I've been searching around the internet on and off now for over a month and now, and I fear my question is so basic that I can't find an answer. Or I've seen the answer and just recognize it. All I am trying to do (at this time) is power a small dc motor that I bought from Radio Shack from a "wall wart" ac/dc converter. I have an on/off switch. And while I know enough to wire this all together, I don't know how to power the motor with out burning it up.

The motor is the Radio Shack Hi-Speed 9-18Vdc Motor, #2730256. Radio Shack does not provide specs with its components, but I was able to find this online: "The 12-18V within the 1.98A it requires. The motor is designed to run at 1.98 AMPS MAX!!"

The first power supply that I tried was the wall wart from an old laptop that was rated at 19V 3.4A. This worked great when the motor did not have any load applied. It pulled around 0.25 amperes. When I put a load on it, however, the motor then pulled over 4 amperes.

"No problem," I though, I'll just purchase a more appropriate power supply. On eBay if found an 18V 2A power supply. Perfect! When that arrived, I hooked it up, switched it on and the motor then drew 4.5 amperes!

So now I'm lost. My naive assumption was that a 2 ampere power supply would not supply more that 2 amperes. Is this not true, or is the power supply I purchased junk?

Or, do I really need to be looking for some sort of current limiting circuit that limits the current to just under 2 amperes? This would allow me to return the supply I purchased and just use the one I had. It would also protect the motor from current spikes. I've tried to read up on this, but the more I read, the more confused I get.

The application I have in mind will require lots of torque, so I'm trying to keep the current supply as close to its max as is safe. My next step will be to control the speed using PWM with either a 555 timer or an Arduino board. But for now, I'd be happy just to switch it on and have it run for 6 hours and not burn out the motor. How do I do this? How do I keep the dc motor from drawing more current than is healthy for it?

  • 2
    \$\begingroup\$ How did you measure the 'load' you place on the motor? The specs specify between 150 g.cm (9V) to 290g.cm for 18V with a corresponding 1.1A (9V) to 2.4A (18V) loaded or did you just stall the motor? Too much load = high 'stall' current. \$\endgroup\$ Oct 6, 2013 at 17:13
  • \$\begingroup\$ I didn't, nor would I know how to, measure the load. I simply attached the disk I need this motor to rotate and threw the switch. Does all this suggest I'm asking too much of this motor? To spin this massive a disk at full throttle (well, no throttle) is unreasonable? \$\endgroup\$ Oct 7, 2013 at 3:47
  • \$\begingroup\$ A large 'heavy' disk has a lot of rotational inertia - so expecting a small motor to spin it up to (high) speed from stationary could be a bit too much for it. 290g.cm is not a lot of torque. \$\endgroup\$ Oct 7, 2013 at 15:55
  • \$\begingroup\$ If you are spinning a disc up to speed and then keeping it there, don't worry if it draws (say) twice its continuous rating while getting up to speed, as long as it draws less than rated current at speed. If you are accelerating it frequently, that's a different matter... \$\endgroup\$
    – user16324
    Oct 8, 2013 at 11:46

4 Answers 4


What's important is to not overheat the motor or any of its parts (windings, brushes, bearings, etc.)
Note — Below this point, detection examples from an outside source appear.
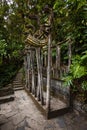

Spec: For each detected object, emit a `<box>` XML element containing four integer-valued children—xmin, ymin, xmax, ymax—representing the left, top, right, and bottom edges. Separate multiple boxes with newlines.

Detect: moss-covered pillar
<box><xmin>31</xmin><ymin>51</ymin><xmax>35</xmax><ymax>94</ymax></box>
<box><xmin>68</xmin><ymin>40</ymin><xmax>72</xmax><ymax>72</ymax></box>
<box><xmin>56</xmin><ymin>45</ymin><xmax>61</xmax><ymax>78</ymax></box>
<box><xmin>36</xmin><ymin>47</ymin><xmax>43</xmax><ymax>104</ymax></box>
<box><xmin>27</xmin><ymin>50</ymin><xmax>31</xmax><ymax>91</ymax></box>
<box><xmin>24</xmin><ymin>55</ymin><xmax>28</xmax><ymax>88</ymax></box>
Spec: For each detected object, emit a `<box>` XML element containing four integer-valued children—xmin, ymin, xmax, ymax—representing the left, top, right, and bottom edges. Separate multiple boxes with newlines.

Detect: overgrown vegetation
<box><xmin>0</xmin><ymin>0</ymin><xmax>87</xmax><ymax>102</ymax></box>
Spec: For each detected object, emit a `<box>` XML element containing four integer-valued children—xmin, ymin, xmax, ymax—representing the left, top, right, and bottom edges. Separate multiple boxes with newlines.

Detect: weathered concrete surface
<box><xmin>0</xmin><ymin>90</ymin><xmax>87</xmax><ymax>130</ymax></box>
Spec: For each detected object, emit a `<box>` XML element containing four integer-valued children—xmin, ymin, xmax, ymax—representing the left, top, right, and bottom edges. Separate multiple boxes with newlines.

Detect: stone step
<box><xmin>0</xmin><ymin>94</ymin><xmax>15</xmax><ymax>104</ymax></box>
<box><xmin>14</xmin><ymin>87</ymin><xmax>24</xmax><ymax>91</ymax></box>
<box><xmin>13</xmin><ymin>83</ymin><xmax>22</xmax><ymax>86</ymax></box>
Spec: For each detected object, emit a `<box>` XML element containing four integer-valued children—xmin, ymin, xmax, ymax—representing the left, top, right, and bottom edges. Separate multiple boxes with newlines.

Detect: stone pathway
<box><xmin>0</xmin><ymin>90</ymin><xmax>87</xmax><ymax>130</ymax></box>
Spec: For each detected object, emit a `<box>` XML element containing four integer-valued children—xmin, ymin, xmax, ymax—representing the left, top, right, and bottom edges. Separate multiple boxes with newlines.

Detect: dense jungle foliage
<box><xmin>0</xmin><ymin>0</ymin><xmax>87</xmax><ymax>101</ymax></box>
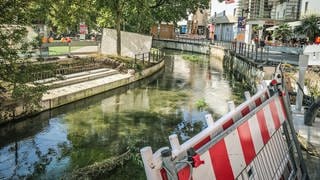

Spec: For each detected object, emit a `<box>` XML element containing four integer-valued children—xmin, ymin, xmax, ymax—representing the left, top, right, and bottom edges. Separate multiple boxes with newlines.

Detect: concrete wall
<box><xmin>40</xmin><ymin>61</ymin><xmax>164</xmax><ymax>110</ymax></box>
<box><xmin>210</xmin><ymin>46</ymin><xmax>228</xmax><ymax>61</ymax></box>
<box><xmin>101</xmin><ymin>29</ymin><xmax>152</xmax><ymax>57</ymax></box>
<box><xmin>152</xmin><ymin>39</ymin><xmax>210</xmax><ymax>54</ymax></box>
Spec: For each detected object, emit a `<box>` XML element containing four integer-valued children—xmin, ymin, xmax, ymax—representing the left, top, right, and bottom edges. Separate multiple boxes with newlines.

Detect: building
<box><xmin>300</xmin><ymin>0</ymin><xmax>320</xmax><ymax>18</ymax></box>
<box><xmin>238</xmin><ymin>0</ymin><xmax>301</xmax><ymax>43</ymax></box>
<box><xmin>210</xmin><ymin>0</ymin><xmax>239</xmax><ymax>41</ymax></box>
<box><xmin>188</xmin><ymin>9</ymin><xmax>210</xmax><ymax>35</ymax></box>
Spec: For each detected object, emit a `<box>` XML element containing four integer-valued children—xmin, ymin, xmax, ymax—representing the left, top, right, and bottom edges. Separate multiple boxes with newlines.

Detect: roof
<box><xmin>266</xmin><ymin>21</ymin><xmax>302</xmax><ymax>31</ymax></box>
<box><xmin>213</xmin><ymin>16</ymin><xmax>238</xmax><ymax>24</ymax></box>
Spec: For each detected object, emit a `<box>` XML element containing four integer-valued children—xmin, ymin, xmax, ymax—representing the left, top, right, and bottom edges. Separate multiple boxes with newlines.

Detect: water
<box><xmin>0</xmin><ymin>52</ymin><xmax>255</xmax><ymax>179</ymax></box>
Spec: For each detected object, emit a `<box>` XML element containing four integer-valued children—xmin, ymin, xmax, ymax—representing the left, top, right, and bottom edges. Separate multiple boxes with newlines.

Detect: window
<box><xmin>291</xmin><ymin>6</ymin><xmax>295</xmax><ymax>16</ymax></box>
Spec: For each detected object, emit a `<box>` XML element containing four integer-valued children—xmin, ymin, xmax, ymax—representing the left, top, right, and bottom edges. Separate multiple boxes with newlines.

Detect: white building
<box><xmin>211</xmin><ymin>0</ymin><xmax>239</xmax><ymax>41</ymax></box>
<box><xmin>211</xmin><ymin>0</ymin><xmax>239</xmax><ymax>16</ymax></box>
<box><xmin>300</xmin><ymin>0</ymin><xmax>320</xmax><ymax>18</ymax></box>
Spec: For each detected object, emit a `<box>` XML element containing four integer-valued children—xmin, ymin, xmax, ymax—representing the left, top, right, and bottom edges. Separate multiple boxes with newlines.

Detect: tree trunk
<box><xmin>116</xmin><ymin>4</ymin><xmax>121</xmax><ymax>56</ymax></box>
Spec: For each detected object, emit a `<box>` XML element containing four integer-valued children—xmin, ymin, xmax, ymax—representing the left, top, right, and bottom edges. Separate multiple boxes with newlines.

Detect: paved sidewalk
<box><xmin>292</xmin><ymin>107</ymin><xmax>320</xmax><ymax>179</ymax></box>
<box><xmin>292</xmin><ymin>109</ymin><xmax>320</xmax><ymax>148</ymax></box>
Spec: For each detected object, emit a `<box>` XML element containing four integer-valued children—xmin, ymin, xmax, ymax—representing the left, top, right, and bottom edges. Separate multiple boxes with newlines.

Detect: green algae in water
<box><xmin>196</xmin><ymin>98</ymin><xmax>208</xmax><ymax>109</ymax></box>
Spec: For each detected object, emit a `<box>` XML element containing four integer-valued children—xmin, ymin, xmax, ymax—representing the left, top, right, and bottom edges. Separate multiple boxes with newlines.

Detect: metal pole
<box><xmin>282</xmin><ymin>83</ymin><xmax>309</xmax><ymax>180</ymax></box>
<box><xmin>295</xmin><ymin>55</ymin><xmax>309</xmax><ymax>111</ymax></box>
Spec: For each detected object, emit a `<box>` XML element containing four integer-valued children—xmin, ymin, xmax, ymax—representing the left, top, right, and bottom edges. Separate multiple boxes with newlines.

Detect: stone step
<box><xmin>43</xmin><ymin>69</ymin><xmax>119</xmax><ymax>88</ymax></box>
<box><xmin>62</xmin><ymin>68</ymin><xmax>110</xmax><ymax>79</ymax></box>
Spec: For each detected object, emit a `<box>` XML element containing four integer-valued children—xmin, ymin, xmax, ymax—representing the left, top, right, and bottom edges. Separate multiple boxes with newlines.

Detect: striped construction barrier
<box><xmin>141</xmin><ymin>66</ymin><xmax>308</xmax><ymax>180</ymax></box>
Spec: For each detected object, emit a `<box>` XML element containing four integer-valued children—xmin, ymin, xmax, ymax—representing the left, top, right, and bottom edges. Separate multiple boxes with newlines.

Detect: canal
<box><xmin>0</xmin><ymin>51</ymin><xmax>254</xmax><ymax>180</ymax></box>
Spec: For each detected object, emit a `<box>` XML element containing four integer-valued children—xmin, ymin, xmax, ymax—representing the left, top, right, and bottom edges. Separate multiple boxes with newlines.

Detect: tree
<box><xmin>295</xmin><ymin>15</ymin><xmax>320</xmax><ymax>41</ymax></box>
<box><xmin>273</xmin><ymin>23</ymin><xmax>292</xmax><ymax>43</ymax></box>
<box><xmin>0</xmin><ymin>0</ymin><xmax>45</xmax><ymax>111</ymax></box>
<box><xmin>97</xmin><ymin>0</ymin><xmax>135</xmax><ymax>56</ymax></box>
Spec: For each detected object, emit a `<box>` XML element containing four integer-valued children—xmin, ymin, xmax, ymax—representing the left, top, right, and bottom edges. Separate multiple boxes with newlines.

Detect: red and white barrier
<box><xmin>141</xmin><ymin>75</ymin><xmax>304</xmax><ymax>180</ymax></box>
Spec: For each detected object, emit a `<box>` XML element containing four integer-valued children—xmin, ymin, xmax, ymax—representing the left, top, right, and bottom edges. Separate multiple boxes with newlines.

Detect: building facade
<box><xmin>300</xmin><ymin>0</ymin><xmax>320</xmax><ymax>18</ymax></box>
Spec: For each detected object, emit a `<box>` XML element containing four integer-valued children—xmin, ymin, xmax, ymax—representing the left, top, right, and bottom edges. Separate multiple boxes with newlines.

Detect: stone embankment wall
<box><xmin>101</xmin><ymin>29</ymin><xmax>152</xmax><ymax>58</ymax></box>
<box><xmin>41</xmin><ymin>61</ymin><xmax>164</xmax><ymax>111</ymax></box>
<box><xmin>152</xmin><ymin>39</ymin><xmax>210</xmax><ymax>54</ymax></box>
<box><xmin>0</xmin><ymin>61</ymin><xmax>164</xmax><ymax>124</ymax></box>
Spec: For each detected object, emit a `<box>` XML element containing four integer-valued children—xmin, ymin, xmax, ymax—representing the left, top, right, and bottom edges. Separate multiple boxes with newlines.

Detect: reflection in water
<box><xmin>0</xmin><ymin>52</ymin><xmax>255</xmax><ymax>179</ymax></box>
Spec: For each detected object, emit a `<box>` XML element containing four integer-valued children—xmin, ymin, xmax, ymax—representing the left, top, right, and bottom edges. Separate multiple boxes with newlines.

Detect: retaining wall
<box><xmin>152</xmin><ymin>39</ymin><xmax>210</xmax><ymax>54</ymax></box>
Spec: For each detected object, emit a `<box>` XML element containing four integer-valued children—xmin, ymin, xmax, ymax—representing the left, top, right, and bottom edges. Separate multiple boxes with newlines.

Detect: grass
<box><xmin>49</xmin><ymin>46</ymin><xmax>82</xmax><ymax>55</ymax></box>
The heat in the motor comes from current-squared times resistance.

If the motor is rated for 1.95 amps max, then you have three options to avoid overheating it:

  1. Make sure the load is never so high that the motor stalls or overloads.
  2. Make sure that the voltage is so low that the current through the windings will never be higher than rated.
  3. Use a current controller to drive the motor that can limit the current at the given maximum. (Typically, average current is limited through PWM.)

The reason your "2A power supply" didn't do the limiting is that it wasn't built with "continuous current limiting" as a feature. There exists power supplies that have this feature, but they are generally more expensive as it's usually harder to build that feature than either an unlimited power supply (that you can destroy by overloading it) or a intermittent-limiting power supply (that turns off entirely on overload or overheat.)
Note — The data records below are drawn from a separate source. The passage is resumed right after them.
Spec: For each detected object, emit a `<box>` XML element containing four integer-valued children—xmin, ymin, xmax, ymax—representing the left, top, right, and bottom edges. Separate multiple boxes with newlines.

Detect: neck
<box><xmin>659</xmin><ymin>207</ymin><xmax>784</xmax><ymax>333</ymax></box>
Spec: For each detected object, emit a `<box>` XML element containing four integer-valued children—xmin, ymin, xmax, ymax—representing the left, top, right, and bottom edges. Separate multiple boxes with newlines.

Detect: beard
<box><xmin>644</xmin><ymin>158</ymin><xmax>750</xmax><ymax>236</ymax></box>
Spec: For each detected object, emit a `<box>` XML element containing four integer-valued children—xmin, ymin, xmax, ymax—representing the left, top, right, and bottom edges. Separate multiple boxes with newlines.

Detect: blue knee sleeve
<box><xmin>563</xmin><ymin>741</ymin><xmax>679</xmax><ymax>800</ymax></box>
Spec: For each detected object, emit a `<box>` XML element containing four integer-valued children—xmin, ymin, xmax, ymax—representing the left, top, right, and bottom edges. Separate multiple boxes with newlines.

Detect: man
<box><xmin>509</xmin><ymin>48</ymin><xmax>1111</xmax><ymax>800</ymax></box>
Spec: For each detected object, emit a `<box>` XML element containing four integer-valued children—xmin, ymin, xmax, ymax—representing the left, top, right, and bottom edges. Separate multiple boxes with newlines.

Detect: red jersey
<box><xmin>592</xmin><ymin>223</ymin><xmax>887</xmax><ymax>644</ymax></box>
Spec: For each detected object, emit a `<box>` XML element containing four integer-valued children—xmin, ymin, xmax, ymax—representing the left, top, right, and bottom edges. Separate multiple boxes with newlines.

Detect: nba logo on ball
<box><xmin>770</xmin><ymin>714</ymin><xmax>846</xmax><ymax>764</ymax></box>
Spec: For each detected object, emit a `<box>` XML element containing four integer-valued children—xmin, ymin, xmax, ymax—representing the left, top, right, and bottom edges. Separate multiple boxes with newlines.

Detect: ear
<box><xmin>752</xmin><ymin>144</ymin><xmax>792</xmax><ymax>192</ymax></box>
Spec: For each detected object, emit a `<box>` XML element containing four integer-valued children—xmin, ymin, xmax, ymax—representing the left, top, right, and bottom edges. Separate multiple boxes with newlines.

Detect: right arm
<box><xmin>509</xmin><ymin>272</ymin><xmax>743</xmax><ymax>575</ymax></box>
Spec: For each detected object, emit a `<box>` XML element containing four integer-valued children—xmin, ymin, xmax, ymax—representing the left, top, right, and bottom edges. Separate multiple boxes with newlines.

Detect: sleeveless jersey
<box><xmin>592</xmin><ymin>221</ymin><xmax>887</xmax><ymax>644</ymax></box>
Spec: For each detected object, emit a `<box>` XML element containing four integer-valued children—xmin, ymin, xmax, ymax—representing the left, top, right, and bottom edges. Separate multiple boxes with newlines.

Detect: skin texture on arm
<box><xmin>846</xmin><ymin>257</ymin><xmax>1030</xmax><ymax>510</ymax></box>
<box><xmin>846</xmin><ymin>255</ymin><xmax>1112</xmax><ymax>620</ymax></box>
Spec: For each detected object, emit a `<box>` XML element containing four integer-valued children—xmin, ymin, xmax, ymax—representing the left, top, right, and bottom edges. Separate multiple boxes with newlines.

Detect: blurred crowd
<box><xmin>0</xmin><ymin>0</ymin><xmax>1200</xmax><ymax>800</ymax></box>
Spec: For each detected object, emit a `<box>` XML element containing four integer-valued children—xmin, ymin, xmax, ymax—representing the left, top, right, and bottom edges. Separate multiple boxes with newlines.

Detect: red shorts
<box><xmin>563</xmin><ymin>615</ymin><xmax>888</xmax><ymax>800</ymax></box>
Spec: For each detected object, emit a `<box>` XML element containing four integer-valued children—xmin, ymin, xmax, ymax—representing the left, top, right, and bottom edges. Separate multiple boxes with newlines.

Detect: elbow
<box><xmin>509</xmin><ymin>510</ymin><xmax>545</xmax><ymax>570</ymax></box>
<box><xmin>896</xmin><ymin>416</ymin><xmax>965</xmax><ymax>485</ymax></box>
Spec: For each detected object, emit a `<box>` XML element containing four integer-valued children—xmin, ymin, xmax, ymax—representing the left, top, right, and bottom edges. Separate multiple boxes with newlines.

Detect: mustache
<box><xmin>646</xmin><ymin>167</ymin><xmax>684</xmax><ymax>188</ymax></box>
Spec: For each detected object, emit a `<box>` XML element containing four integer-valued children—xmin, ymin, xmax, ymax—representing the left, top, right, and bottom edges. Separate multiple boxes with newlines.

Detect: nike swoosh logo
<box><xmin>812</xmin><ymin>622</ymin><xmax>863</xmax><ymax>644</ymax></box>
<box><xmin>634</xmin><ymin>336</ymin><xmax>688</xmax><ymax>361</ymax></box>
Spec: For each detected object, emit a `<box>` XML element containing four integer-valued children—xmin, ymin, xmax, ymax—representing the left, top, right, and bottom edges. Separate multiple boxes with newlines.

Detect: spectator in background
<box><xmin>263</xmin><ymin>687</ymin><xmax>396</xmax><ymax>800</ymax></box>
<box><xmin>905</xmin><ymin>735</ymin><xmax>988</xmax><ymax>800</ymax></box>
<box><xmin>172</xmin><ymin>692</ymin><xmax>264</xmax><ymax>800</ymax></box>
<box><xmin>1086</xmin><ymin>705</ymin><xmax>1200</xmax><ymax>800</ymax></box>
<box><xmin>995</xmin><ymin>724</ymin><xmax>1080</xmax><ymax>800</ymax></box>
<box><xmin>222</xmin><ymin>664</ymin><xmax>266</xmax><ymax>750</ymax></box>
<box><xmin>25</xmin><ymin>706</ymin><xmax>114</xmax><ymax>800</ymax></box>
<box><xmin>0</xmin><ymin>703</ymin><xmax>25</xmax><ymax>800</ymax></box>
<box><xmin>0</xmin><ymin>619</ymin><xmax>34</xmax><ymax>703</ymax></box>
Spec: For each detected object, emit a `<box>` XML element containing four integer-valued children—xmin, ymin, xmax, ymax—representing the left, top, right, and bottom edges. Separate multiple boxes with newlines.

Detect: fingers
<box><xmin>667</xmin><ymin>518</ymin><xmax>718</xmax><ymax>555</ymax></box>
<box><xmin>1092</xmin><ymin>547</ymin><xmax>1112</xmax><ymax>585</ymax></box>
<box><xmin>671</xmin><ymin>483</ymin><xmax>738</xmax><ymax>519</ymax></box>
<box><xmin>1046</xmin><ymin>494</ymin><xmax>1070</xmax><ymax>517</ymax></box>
The amp rating for a power supply is generally how many amps it can safely deliver -- NOT a limit or exact number, like the voltage rating. The reason is that you don't "push" amps into a load; the load "draws" amps based on the voltage you supply and its internal construction (resistance, impedance.)
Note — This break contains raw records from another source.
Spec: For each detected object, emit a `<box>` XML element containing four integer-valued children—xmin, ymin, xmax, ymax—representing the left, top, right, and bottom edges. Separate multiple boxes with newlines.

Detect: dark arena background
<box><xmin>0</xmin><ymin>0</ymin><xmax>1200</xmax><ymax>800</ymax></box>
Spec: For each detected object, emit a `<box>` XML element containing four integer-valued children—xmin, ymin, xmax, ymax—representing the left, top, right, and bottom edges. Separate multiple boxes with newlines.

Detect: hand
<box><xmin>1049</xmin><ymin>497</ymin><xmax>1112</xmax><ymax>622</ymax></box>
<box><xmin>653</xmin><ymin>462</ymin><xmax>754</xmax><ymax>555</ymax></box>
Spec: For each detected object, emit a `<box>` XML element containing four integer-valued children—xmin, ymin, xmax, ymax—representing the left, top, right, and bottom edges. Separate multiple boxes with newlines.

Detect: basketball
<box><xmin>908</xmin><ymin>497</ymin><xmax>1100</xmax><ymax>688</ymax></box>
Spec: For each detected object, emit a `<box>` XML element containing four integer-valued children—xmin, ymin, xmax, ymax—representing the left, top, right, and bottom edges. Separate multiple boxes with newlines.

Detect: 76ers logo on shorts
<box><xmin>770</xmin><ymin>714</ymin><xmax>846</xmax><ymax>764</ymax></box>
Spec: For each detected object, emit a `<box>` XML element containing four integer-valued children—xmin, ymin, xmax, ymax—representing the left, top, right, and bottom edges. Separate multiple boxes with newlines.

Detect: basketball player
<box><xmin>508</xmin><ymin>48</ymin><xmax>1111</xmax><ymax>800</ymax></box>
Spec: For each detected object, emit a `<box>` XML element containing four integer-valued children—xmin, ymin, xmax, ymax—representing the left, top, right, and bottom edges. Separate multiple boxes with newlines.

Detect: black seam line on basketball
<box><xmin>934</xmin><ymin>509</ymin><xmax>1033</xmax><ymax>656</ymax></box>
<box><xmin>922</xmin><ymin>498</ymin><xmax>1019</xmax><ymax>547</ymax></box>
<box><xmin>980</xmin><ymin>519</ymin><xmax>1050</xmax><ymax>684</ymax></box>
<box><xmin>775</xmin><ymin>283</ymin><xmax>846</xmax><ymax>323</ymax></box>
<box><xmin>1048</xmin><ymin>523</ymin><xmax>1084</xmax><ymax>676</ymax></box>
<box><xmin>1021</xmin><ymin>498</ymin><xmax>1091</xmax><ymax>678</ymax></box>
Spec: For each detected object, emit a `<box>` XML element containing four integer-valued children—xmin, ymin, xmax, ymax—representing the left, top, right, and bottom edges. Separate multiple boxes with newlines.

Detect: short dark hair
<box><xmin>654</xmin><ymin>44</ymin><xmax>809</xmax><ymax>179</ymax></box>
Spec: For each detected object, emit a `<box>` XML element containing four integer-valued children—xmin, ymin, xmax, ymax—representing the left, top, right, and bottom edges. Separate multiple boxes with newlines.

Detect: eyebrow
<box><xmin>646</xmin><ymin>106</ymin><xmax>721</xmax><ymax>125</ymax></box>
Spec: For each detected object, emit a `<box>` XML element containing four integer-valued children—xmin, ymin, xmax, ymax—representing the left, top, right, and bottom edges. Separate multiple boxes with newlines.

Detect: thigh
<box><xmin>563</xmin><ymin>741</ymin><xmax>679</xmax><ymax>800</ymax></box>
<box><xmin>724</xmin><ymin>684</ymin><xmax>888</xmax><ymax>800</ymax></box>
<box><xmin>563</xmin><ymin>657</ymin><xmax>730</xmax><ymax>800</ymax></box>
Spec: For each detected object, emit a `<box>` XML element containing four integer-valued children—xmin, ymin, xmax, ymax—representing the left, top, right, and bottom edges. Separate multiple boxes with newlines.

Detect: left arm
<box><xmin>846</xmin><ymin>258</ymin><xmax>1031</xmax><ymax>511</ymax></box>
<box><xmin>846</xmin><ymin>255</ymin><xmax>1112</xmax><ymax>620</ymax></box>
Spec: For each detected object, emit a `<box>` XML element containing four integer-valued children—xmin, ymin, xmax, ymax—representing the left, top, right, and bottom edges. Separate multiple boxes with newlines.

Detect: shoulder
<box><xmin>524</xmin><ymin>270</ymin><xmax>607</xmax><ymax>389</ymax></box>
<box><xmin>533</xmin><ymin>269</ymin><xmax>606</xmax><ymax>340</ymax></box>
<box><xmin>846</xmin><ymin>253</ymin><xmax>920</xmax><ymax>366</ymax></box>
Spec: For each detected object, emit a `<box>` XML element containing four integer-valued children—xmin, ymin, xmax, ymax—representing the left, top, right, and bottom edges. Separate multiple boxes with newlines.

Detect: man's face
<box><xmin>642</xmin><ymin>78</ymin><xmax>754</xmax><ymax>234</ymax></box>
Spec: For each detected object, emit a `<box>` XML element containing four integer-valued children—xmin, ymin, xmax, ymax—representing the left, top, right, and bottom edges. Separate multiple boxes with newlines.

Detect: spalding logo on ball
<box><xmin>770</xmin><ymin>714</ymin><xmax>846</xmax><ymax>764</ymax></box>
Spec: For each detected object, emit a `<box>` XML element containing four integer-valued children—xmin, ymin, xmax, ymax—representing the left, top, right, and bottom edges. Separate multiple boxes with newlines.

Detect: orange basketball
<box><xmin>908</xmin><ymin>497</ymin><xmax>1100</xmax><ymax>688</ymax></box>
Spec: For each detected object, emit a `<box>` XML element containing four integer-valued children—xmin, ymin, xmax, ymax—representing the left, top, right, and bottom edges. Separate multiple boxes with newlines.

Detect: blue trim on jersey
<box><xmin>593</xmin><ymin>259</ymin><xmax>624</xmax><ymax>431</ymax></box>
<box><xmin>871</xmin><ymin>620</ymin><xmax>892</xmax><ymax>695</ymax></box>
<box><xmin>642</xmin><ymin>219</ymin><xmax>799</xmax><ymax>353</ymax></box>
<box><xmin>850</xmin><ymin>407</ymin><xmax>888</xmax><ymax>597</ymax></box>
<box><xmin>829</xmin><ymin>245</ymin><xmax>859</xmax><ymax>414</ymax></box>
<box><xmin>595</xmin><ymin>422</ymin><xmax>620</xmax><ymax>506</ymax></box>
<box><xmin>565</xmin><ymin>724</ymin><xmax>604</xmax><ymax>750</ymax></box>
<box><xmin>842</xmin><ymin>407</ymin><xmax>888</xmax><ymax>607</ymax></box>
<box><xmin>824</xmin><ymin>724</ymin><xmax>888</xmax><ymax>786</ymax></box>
My recommendation for you is to get a 12V/2A power supply and see how much current is drawn if you stall the motor. If < 2A, great! If > 2A, reduce voltage even more, until the current drawn when stalled is acceptable.

If that's not good enough, then get a power supply that lets you establish a current limit, where the response of that power supply is to reduce voltage until current is under that limit. You can buy these as "components" from places like Jameco or Digi-Key, or you can buy a cheap 18V/3A benctop power supply from Amazon (which will also come with handy digital read-outs.)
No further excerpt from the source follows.